La decisión del Congreso hace que el recién electo Porfirio Lobo vea limitado su margen de maniobra para reconciliar a los hondureños y a Honduras con la comunidad internacional cuando asuma el poder en enero, y que el depuesto Zelaya vea reducidas sus opciones a partir al exilio, hacer frente a la justicia o seguir en la embajada de Brasil, donde lleva dos meses y medio.
Por su parte, el golpista Roberto Micheletti refuerza su posición, tras apartarse temporalmente del poder durante las elecciones.
Con 111 votos en contra de la restitución de Zelaya y 14 a favor, el Congreso dominado por los dos partidos de derecha, Liberal y Nacional, liquidó cualquier esperanza de que la clase política hondureña mostrara propósito de enmienda ante la comunidad mundial.
Estados Unidos, el promotor del acuerdo que impuso al Congreso decidir sobre Zelaya, expresó su decepción: "estamos decepcionados por esta decisión, porque esperábamos que el Congreso aprobara su restitución", dijo el subsecretario de Estado para América Latina, Arturo Valenzuela.

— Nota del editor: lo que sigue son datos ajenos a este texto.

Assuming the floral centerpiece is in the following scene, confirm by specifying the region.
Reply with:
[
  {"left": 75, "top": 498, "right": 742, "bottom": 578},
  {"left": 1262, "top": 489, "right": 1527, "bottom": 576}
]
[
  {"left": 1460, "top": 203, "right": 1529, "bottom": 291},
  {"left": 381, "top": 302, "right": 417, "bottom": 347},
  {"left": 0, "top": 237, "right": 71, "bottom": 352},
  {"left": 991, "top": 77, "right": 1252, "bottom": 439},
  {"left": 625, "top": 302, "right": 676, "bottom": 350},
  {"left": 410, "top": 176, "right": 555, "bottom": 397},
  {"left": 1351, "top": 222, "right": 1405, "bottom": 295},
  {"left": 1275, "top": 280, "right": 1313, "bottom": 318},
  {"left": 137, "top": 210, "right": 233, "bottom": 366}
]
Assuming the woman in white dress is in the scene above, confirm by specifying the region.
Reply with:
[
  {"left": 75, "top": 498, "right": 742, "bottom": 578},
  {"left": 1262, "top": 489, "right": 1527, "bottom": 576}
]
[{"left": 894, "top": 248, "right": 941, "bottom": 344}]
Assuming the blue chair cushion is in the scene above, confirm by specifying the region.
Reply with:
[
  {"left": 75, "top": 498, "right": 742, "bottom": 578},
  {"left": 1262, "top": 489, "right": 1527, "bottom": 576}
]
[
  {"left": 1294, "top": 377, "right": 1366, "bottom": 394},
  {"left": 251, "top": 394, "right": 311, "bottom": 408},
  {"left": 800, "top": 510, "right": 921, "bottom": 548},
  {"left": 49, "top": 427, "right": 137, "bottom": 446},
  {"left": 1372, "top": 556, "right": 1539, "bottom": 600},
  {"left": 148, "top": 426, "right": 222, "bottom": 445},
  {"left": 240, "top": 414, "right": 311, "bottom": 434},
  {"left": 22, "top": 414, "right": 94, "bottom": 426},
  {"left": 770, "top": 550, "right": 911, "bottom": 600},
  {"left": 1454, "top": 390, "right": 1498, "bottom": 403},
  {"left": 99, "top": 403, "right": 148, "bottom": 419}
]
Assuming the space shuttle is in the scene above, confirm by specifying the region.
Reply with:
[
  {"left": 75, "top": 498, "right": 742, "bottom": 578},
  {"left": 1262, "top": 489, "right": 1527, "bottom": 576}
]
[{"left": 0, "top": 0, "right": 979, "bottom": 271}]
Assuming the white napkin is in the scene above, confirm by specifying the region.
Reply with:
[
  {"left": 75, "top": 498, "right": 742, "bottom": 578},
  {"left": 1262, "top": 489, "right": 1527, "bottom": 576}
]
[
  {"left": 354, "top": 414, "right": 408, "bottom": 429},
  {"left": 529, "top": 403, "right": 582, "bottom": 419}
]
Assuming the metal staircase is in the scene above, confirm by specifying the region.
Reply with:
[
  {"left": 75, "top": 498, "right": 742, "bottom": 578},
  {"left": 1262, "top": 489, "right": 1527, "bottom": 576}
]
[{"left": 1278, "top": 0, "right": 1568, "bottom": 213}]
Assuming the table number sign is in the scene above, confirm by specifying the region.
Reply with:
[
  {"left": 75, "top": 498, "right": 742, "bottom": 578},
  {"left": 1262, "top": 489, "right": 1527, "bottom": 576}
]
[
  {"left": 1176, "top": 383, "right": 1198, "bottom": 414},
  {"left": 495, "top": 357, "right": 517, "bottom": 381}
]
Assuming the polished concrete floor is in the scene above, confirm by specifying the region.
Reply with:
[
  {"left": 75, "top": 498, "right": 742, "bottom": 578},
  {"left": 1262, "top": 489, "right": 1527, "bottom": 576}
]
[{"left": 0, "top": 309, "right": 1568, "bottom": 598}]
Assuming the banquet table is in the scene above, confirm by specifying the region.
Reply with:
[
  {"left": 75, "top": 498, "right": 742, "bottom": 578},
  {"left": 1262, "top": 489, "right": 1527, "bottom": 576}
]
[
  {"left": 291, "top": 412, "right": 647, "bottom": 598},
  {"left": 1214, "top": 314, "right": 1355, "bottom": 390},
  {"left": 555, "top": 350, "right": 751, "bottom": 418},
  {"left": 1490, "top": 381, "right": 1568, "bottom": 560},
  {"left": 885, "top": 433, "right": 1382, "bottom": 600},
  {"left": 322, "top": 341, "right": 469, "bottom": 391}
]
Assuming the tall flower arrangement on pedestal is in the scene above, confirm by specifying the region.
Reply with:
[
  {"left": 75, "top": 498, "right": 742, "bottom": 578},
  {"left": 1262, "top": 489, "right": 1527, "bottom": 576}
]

Zelaya, por el momento, no ha dicho cuáles son sus planes. "Yo tengo que seguir luchando por mi país, aquí tengo mi gente, mis hijos, mis nietos, mis partidarios", declaró. Las alternativas son seguir en la legación brasileña, donde cuenta con el apoyo del presidente Lula da Silva, hasta que asuma el nuevo gobierno, entregarse a la justicia o exiliarse.
El presidente electo Porfirio Lobo instó al gobierno de facto a establecer una comisión de la verdad y otra de verificación del Acuerdo Tegucigalpa-San José para resolver la crisis política y que permita reanudar las relaciones con otros países. "Con la decisión del Congreso, se está cumpliendo el Acuerdo Tegucigalpa-San José... y está pendiente la integración del gobierno de reconciliación y de la comisión de la verdad en este período", dijo Lobo.
La comisión de la verdad se creará con el fin de establecer los hechos ocurridos antes y después del 28 de junio, cuando Zelaya fue llevado a Costa Rica por el ejército y horas más tarde el Congreso lo separó del cargo.